Directed by James Ersted

Starring Paul Bergmann

Short Film Review by Lucas Wilson


Among the boxes to tick for a short film, one must surely be to leave the audience un-satiated. Month to Month, James Ersted’s horrors-of-isolation short, uses the tried and tested technique of posing unanswered questions, although, here, they are asked with fiercely original storytelling and in an atmosphere that is unsettled and melancholic. Paul Bergmann ably plays Johnny, an Elvis ogling singer-songwriter looking to make it big in LA. Money is short and dictates that he rent a “month to month” apartment where he begins to dream images of the feminine demonic. Then, in that same apartment, he discovers a painting.

Month to Month doesn’t borrow ideas from The Shining or Dorian Gray as much as it communicates similar sensations. However, the Lovecraftian accent is unmistakable; the juxtaposition of cosmic evil and mundane urban life collides in a way that is troubling and frightening. Although Johnny’s mundane, waking world is black and white, his dream world is shown in slashes of scarlet and, while Ersted (who, impressively, directs, produces and writes everything) only slyly hints at a connection between that dream world and the Hollywood that the film is set in, it’s unmistakably colour and evil that are energised here.

It’s no accident that the dreams are tempting as much as they are ominous, with Johnny in the cross-fire. There’s a semi-suggestion that he’s a little unbalanced and most certainly beaten down by life. Bergmann approaches this with intelligence and convincing subtlety and, if nothing else, Month to Month is worth checking out for the Johnny Cash-inspired songs that Bergmann performs. Elsewhere, the aforementioned colour (the work of Marco Cordero) is driven into a sumptuous cinematography (the remarkable work of Jeffrey Peters) that, at every given moment, works as a series of evocative images which lends Month to Month a nightmarish texture.

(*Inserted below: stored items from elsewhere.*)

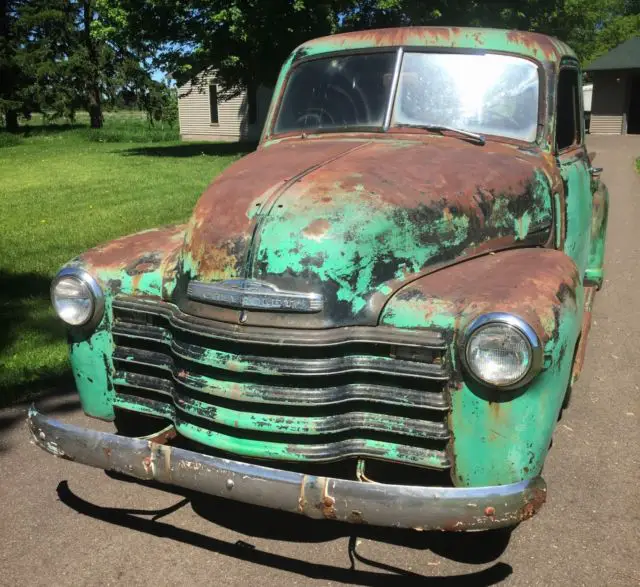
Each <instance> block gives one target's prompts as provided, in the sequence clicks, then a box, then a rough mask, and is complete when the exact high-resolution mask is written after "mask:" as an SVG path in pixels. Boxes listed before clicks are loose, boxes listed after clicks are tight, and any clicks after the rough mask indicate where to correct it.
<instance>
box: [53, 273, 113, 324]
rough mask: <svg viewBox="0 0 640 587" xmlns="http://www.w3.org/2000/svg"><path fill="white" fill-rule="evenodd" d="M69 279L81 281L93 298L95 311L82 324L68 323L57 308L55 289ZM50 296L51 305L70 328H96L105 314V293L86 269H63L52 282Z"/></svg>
mask: <svg viewBox="0 0 640 587" xmlns="http://www.w3.org/2000/svg"><path fill="white" fill-rule="evenodd" d="M68 278H72V279H77V280H78V281H80V282H81V283H82V284H83V285H84V286H85V287H86V288H87V289H88V291H89V293H90V295H91V297H92V302H93V309H92V311H91V313H90V315H89V317H88V318H87V319H86V320H85V321H83V322H82V323H80V324H71V323H69V322H67V321H66V320H64V319H63V318H62V317H61V316H60V314H59V313H58V311H57V308H56V306H57V304H56V298H55V288H56V286H57V285H58V283H59V282H60V281H62V280H63V279H68ZM50 295H51V304H52V305H53V308H54V310H55V312H56V315H57V316H58V318H59V319H60V320H61V321H62V322H64V324H65V325H66V326H67V327H68V328H88V327H91V326H95V325H96V324H97V323H98V322H99V321H100V320H101V319H102V316H103V314H104V293H103V291H102V288H101V287H100V284H99V283H98V282H97V281H96V279H95V278H94V277H93V276H92V275H91V274H89V273H87V272H86V271H85V270H84V269H80V268H78V267H65V268H64V269H61V270H60V271H59V272H58V274H57V275H56V276H55V277H54V278H53V281H52V282H51V290H50Z"/></svg>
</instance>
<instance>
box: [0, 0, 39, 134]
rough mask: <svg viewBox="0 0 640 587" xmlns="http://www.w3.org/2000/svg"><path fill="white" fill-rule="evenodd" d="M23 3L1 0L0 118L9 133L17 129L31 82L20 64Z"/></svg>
mask: <svg viewBox="0 0 640 587" xmlns="http://www.w3.org/2000/svg"><path fill="white" fill-rule="evenodd" d="M22 4H23V2H22V1H21V0H0V117H2V118H4V120H5V126H6V128H7V130H8V131H10V132H16V131H17V130H18V116H19V115H20V113H21V112H23V111H24V110H25V106H26V104H25V99H26V96H25V89H26V88H27V87H28V86H29V84H30V83H31V80H30V79H29V78H28V76H27V75H26V73H25V72H24V71H23V70H22V68H21V67H20V63H19V54H20V51H21V37H20V33H19V31H18V13H19V11H20V9H21V6H22ZM27 109H28V108H27Z"/></svg>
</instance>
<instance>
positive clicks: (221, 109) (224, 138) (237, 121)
mask: <svg viewBox="0 0 640 587" xmlns="http://www.w3.org/2000/svg"><path fill="white" fill-rule="evenodd" d="M272 91H273V90H272V89H269V88H265V87H262V86H260V87H259V88H258V89H257V90H256V91H254V92H249V91H247V90H246V89H242V90H241V91H239V92H238V93H237V95H235V96H233V97H226V96H224V94H223V92H222V90H221V88H220V85H219V84H218V83H217V80H216V77H215V72H213V71H206V72H202V73H200V74H199V75H198V76H197V77H196V79H195V80H194V81H193V83H192V82H189V83H186V84H185V85H183V86H180V87H179V88H178V112H179V117H180V137H181V138H182V139H184V140H196V141H251V142H253V141H257V140H258V139H259V138H260V133H261V132H262V127H263V125H264V121H265V119H266V116H267V110H268V109H269V104H270V102H271V94H272Z"/></svg>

It’s this quality that gives this odd, short film its peculiar power. From the moment it begins, it treads through dreamscapes which take turns towards the satanic, embedding itself in the subconscious. Granted Johnny’s dream sequences could have been more threatening but the only real frustration with Month to Month is its brevity. If ever a film had the originality and weirdness to revitalise mainstream horror, a feature length Month to Month would be it. Following its well-deserved reception, a little luck might, hopefully, see a major studio throw in their lot.